Tribes, guilds and squads

Many organisations have been swept in the last years by the wind of “tribes, guilds and squads”. “Chapters” often got lost and it, usually, all turned into herding cats.

The brief story of how it all started and what it means

Sounding like a childhood game “tribes, guilds and squads” aka “The Spotify model” refers to Spotify’s agile at scale model.

In 2014, Henrik Kniberg made two videos about Spotify’s Engineering Culture. They describe how a product company, relying on B2C transactions moved from Scrum to a different type of Agile, while having an extremely fast growth. Kniberg emphasized from the very first minute that the key was “autonomy”. Autonomy meant ALL decisions are taken inside the squad. Features were small and decoupled, using interfaces. Each squad was allowed to modify another team’s code, as long as the team owning the code, was reviewing the changes. Squads can be built and dissolved as needed. In 2018, Spotify had 180 teams (squads).

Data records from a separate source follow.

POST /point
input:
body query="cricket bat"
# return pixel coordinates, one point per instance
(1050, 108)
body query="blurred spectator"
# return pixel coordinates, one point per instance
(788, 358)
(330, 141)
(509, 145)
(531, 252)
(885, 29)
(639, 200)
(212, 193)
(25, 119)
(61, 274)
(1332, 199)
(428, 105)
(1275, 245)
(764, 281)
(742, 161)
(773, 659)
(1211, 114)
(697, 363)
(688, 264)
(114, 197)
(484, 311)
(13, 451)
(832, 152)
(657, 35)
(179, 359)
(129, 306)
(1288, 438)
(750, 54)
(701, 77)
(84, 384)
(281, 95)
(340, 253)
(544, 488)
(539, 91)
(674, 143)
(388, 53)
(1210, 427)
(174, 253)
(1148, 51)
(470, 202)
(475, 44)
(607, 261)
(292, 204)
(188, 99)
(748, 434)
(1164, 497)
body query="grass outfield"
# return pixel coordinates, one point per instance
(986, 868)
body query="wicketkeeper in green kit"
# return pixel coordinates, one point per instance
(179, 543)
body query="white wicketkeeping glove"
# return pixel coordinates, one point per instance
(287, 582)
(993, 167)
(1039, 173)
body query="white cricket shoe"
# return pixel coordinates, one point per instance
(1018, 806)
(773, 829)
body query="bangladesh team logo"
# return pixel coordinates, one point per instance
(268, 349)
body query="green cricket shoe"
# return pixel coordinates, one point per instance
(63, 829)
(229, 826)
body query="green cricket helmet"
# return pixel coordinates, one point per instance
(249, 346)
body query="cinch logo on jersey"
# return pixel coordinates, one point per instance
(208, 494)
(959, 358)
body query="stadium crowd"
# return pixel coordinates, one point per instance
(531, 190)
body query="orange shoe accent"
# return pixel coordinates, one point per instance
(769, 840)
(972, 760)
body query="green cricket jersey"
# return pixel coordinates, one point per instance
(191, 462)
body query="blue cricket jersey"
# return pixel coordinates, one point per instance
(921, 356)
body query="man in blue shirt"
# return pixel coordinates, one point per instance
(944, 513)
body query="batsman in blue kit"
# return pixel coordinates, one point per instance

Now, the terms used in the Spotify model:

Tribes (which in Europe existed up to 6th century) are large groups (of squads) responsible for a set of features or having a specific function (ex: Infrastructure).

A Squad (mid 17th century term, in Europe) is a full stack, cross-functional, self-organizing team, with less than 8 people usually, working co-located, having complete responsibility for what they do from design to operations. They decide what and how to build. They align of course with a product strategy and a squad mission, meaning they are told where to arrive, but not how to get there.

A Chapter (this meaning is specific to North America) is a competency or if you want, the equivalent of a practice area or service line (e.g.: testing, architecture, web development).

A Guild (11th century organisation, in Europe) is an informal community based on common interest, made for exchanging knowledge (a sort of internal MeetUp).

Herding cats

I’ve worked so far with two organisations trying to apply the “Spotify model”.  Here’s what happened:

Fail #1: They applied the tribe-squad-guild labels overs the existing structure (and yes, “chapter” got lost on the way). Basically, the business unit / service line became a Tribe, the project team or scrum team, a Squad.

Wrong because… Spotify is not a labelling model; the names are literally the last thing to worry about. Even Spotify recommends to not simply copy their model.

Fail #2: Every development squad had to follow Scrum, which being a construction / development framework ignores design, transition to operations, end of product lifecycle and is generally insufficient for Enterprises.

Wrong because… In the Spotify model, ALL squads must use Agile methodologies, but there is no imposed framework. Visuals, daily sync, weekly demo and Improvement boards are recommended. Teams have a tech lead, a product lead and a Definition of Awesome (which is ok to be unrealistic). Impact is more important than velocity. Done is achieved only when quality has been reached. Focus is on value, not on plan fulfilment. If it works, you keep it, if not, you dump it.

Fail #3: There was no autonomy in the teams and part of the enterprise ecosystem was not Agile (Ex: infra teams). Priorities were coming from top to bottom (with or w/o a clear roadmap) and they were communicated to the team during refinement and planning. Architecture was already decided.

Wrong because… Autonomy is the core of Spotify – I really can’t emphasize this enough. Design is a fundamental part of a squad’s autonomy and it improves velocity because decision-making bottlenecks are removed. The team can simply refuse any idea, tool, anything. They just have to stay aligned with the company strategy and deliver their objective. You can’t experiment with a single autonomous squad among other directed teams. There is no hand-off between the squads (feature squads, infrastructure squads and platform squads).

Fail #4: The new so-called squads had their members globally distributed, making also knowledge handover more difficult. Key knowledge per area resided with one single person.

Wrong because… Spotify designed its model for co-located teams with physical spaces for design (white board walls) and meeting. Using Slack, Skype, WebEx, MeetMe, Zoom, etc does work, they are functional, get the job done, but will never have the value and force of a face to face meeting or a human contact. Refactoring was done on a per need basis (which makes sense) and pair programming was something I pushed for in order to eliminate key person dependency.

Fail #6: Layers of formal management and a lot, a lot of politics.

Wrong because… Autonomy. Should I explain it again? Spotify accepted however that a minimum bureaucracy is needed to avoid chaos. The idea was to have servant leaders and mutual respect, community vs structure and trust over control. No politics, no fear.

Fail #7: Quarterly releases. Everything had to be ready, on all streams, to meet the quarterly deadline.

Wrong because… The fundamental concept of Release Trains was completely foreign to these organisations. So were feature toggles.

Fail #8 Production defects were usually a drama.

Wrong because… The model was supposed to be a fail-friendly environment, with a limited, non-critical, potential impact, given the gradual rollout and decoupled architecture. It was ok to fail, if you learned and improved fast.

As Taiichi Ohno said: “watch the process and think for yourself”. I will let you google his name or just click the link.